CVN-N001-ED — Feature Importance ablation (Round 2 of 3)¶

epic_id: CVN-N001-ED need_id: CVN-N001 (F1 mission, #608) Status: draft — plan for review Created: 2026-04-24 Owner: operator Related: CVN-N001-EC (pte_envelope, #630), n_features variance-based (#640)

Objective¶

Test whether feature-importance-based top-K selection outperforms the variance-based top-K selection shipped in Round 1 (n_features). Round 2 of the 3-round feature ablation roadmap.

Context — what Round 1 tells us¶

Latest n_features FTF run (ftf_20260423_164514_a07cce, 2026-04-23) on γ anchor sl0.5_tp1.5 H4:

Winner: top_100 (Sortino 1.898)
Full (~300 features) loses to top_100 by Sortino 0.26 → overfit signal
Curve is ∩-inverted — optimum around 100–150 features, dropoff at top_50 and below
But 0/4 statistical significance across all pairs — the 6 variants form a cluster

Interpretation: variance-based top-K captures some of the overfit benefit, but can't discriminate cleanly. Variance is a blunt proxy — a high-variance feature isn't necessarily informative. FI is the natural next lever because it measures actual predictive contribution.

The leakage problem¶

Naïve approach (train model → extract FI → reselect features → retrain on same data) leaks labels into feature selection. Invariant to preserve: the feature set passed to trainer T must be chosen on data disjoint from T's training fold.

Pattern adopted: OOF FI on a reserved reference fold.

Rolling walk-forward (3 folds):
┌──────────────┬──────────────┬──────────────┬──────────────┐
│  FI ref fold │   Fold 1     │   Fold 2     │   Fold 3     │
│  [train FI]  │ [train final │ [train final │ [train final │
│              │ · FI applied]│ · FI applied]│ · FI applied]│
└──────────────┴──────────────┴──────────────┴──────────────┘
   │                  ↑              ↑              ↑
   │                  └──────────────┴──────────────┘
   │                       FI cache loaded from here
   └→ FI cache written once, read N times, never re-computed from a fold that trains a final model

Trade-offs: - Cost: one additional small training run per crypto (reference fold) — amortized across all subsequent FI-method runs. - Representativity: FI is computed on old data.

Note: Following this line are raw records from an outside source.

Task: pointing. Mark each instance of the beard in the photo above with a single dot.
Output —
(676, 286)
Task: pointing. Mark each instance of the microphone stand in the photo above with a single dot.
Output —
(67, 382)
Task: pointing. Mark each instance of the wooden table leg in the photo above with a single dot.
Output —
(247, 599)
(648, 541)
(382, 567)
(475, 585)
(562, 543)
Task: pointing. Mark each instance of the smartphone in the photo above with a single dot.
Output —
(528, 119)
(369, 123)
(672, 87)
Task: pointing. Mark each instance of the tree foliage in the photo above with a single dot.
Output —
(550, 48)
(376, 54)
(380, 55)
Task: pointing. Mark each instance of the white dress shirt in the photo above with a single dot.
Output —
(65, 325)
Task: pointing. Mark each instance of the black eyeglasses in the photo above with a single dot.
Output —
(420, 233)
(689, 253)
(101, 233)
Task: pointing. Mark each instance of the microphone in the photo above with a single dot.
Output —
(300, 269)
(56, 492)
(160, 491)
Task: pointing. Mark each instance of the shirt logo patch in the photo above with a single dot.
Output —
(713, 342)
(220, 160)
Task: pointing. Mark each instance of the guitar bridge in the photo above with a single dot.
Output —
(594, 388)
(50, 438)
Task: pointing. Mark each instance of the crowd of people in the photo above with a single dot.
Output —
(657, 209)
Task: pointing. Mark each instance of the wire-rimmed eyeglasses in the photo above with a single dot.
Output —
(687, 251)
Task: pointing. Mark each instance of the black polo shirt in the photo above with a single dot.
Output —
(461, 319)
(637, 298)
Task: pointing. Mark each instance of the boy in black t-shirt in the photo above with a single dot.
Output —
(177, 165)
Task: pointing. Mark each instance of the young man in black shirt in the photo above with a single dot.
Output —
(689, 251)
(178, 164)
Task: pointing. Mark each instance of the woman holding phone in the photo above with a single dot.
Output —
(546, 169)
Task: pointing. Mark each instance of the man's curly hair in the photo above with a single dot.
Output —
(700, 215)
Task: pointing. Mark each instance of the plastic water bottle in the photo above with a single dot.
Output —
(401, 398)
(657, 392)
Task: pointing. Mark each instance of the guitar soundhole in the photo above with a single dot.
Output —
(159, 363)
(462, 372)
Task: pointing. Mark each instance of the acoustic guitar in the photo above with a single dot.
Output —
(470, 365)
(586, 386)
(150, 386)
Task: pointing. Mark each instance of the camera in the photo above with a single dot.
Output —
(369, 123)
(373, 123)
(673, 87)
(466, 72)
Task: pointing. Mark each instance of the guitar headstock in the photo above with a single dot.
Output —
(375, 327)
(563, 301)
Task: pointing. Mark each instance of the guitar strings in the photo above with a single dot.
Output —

If feature importance drifts over time, reference FI may be stale. Mitigated by re-running the reference when the training data window shifts materially (e.g. every 3 months). - Alternative rejected: per-fold FI recomputed within each fold on its own train set. More representative but needs separation from final training (e.g. stratified sub-split) — more code, more risk of accidental leakage. Defer unless FI drift observed.

Implementation plan¶

1. Code changes¶

src/commun/cache/components/cvntrade_autonomous_fe.py (~30 lines)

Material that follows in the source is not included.